The Three Sisters Historical Society hosts Ramsey, an award-winning essayist and poet, as well as a published playwright and a respected authority on traditional Native American literature.
Ramsey’s talk is titled “In Praise of Doing History, Sisters Included.” He describes his talk as “dealing with local history as something valuable, challenging, and important to do, with an eye on the auspicious beginnings of the Three Sisters Historical Society, and with some suggestions about their undertaking.”
Ramsey grew up on a ranch at the edge of a canyon north of Madras, where his grandparents were early homesteaders. His life and writing have been shaped by his growing up between Madras farming country and the Warm Springs reservation.
In 1902, Ramsey’s grandfather moved his family west from Missouri to Agency Plains north of Madras. Their farm had once been a way station for bands of Wascos, Warm Springs, and Paiutes who lived on the reservation and traveled back and forth to the Ochocos to dig camas bulbs and hunt.
As his father plowed the fields, Ramsey and his brother would follow along behind, watching for any Indian artifacts that might turn up. According to Ramsey, that was “the root cause of my lifelong interest in Native history and traditional culture.”
When Ramsey’s father sold the farm on which he had been a dry-wheat farmer, he kept the family home and purchased an old sheep ranch to the east, renamed it Sky Ranch, and switched to raising Herefords.
Ramsey’s higher education began at the University of Oregon, where he earned his bachelor’s degree, served as editor of the Oregon Daily Emerald, and was elected to the national honorary Phi Beta Kappa. He then earned a Ph.D. in English from the University of Washington.
In 1965, he accepted a position with the English department at the University of Rochester in New York state, where he taught Shakespeare, modern poetry, creative writing, and American Indian literature for over 30 years. He ended his career as professor emeritus, before he and his wife, Dorothy, moved back to the family home on Agency Plains in 2000 – the home where Ramsey grew up.
During their 35 years in Rochester, they raised three children — Kate, Sophie, and John, who now visit the ranch with their families, which include five young and very lively grandchildren.
Since returning to Oregon, he and Dorothy helped found the Madras Saturday Market. Ramsey is a past president of the Jefferson County Historical Society and has served on the editorial boards of the Oregon Historical Society and the Oregon Encyclopedia. He is also the publisher of The Agate, the journal of the Jefferson County Historical Society.
Ramsey has engaged local history, focusing on the homesteading and rail-building era of Central Oregon.
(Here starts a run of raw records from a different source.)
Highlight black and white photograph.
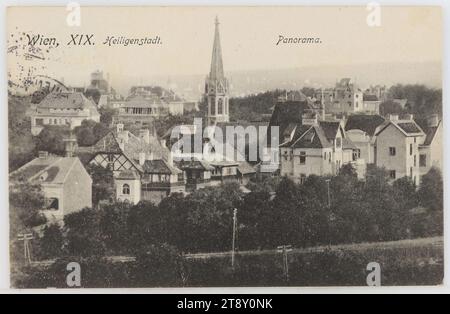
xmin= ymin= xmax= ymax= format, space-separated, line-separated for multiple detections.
xmin=2 ymin=2 xmax=447 ymax=294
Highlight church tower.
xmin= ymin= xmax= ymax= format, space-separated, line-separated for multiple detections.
xmin=205 ymin=17 xmax=230 ymax=125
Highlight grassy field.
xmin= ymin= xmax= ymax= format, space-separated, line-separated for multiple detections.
xmin=12 ymin=237 xmax=444 ymax=288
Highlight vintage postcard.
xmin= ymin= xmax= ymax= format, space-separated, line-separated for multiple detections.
xmin=6 ymin=2 xmax=444 ymax=290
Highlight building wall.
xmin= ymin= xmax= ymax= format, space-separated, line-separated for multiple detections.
xmin=31 ymin=110 xmax=100 ymax=136
xmin=362 ymin=100 xmax=381 ymax=114
xmin=280 ymin=148 xmax=333 ymax=182
xmin=376 ymin=124 xmax=408 ymax=179
xmin=346 ymin=130 xmax=375 ymax=164
xmin=42 ymin=184 xmax=64 ymax=223
xmin=63 ymin=160 xmax=92 ymax=215
xmin=115 ymin=179 xmax=141 ymax=204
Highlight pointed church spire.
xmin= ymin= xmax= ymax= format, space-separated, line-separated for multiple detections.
xmin=209 ymin=16 xmax=224 ymax=80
This interest led to “New Era: Reflections on the Human and Natural History of Central Oregon.” A companion book of essays, “Words Marked by a Place,” was published in 2018.
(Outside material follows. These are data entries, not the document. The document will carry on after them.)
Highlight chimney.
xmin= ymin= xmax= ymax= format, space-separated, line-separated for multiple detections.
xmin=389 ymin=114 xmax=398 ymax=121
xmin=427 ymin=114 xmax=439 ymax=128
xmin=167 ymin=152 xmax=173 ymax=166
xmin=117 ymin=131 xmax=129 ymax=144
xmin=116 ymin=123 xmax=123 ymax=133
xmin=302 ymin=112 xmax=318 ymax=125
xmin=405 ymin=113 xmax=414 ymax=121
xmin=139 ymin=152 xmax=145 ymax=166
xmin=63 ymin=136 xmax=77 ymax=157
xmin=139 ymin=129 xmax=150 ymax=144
In 2017, Ramsey received the Charles Erskine Scott Wood Distinguished Writer Award for Lifetime Achievement from Literary Arts. Other honors include the Lillian Fairchild Award, NEA and Ingram Merrill grants, the Helen Bullis Award for Poetry, and the Quarterly Review of Literature International Poetry Prize.
His books on Indian literature include “Coyote Was Going There: Indian Literature from the Oregon Country,” and “Reading the Fire: The Traditional Indian Literatures of America.” He has written six volumes of poetry, most recently “Thinking Like a Canyon: New and Selected Poems (2012).”
Ramsey says that his poetry grows out of his love of the austerely beautiful range and hill country of his native Central Oregon, and out of a delight in the energies of colloquial speech. He likes to think of poems as ceremonies of love, praise and remembrance.
A number of Ramsey’s books will be available for sale the night of his presentation. Doors open at 6 p.m., with the program beginning at 7 p.m. Members of the historical society are admitted free of charge as a benefit of membership. General admission is $10. Individual membership fees are $25 and $40 for couples/families.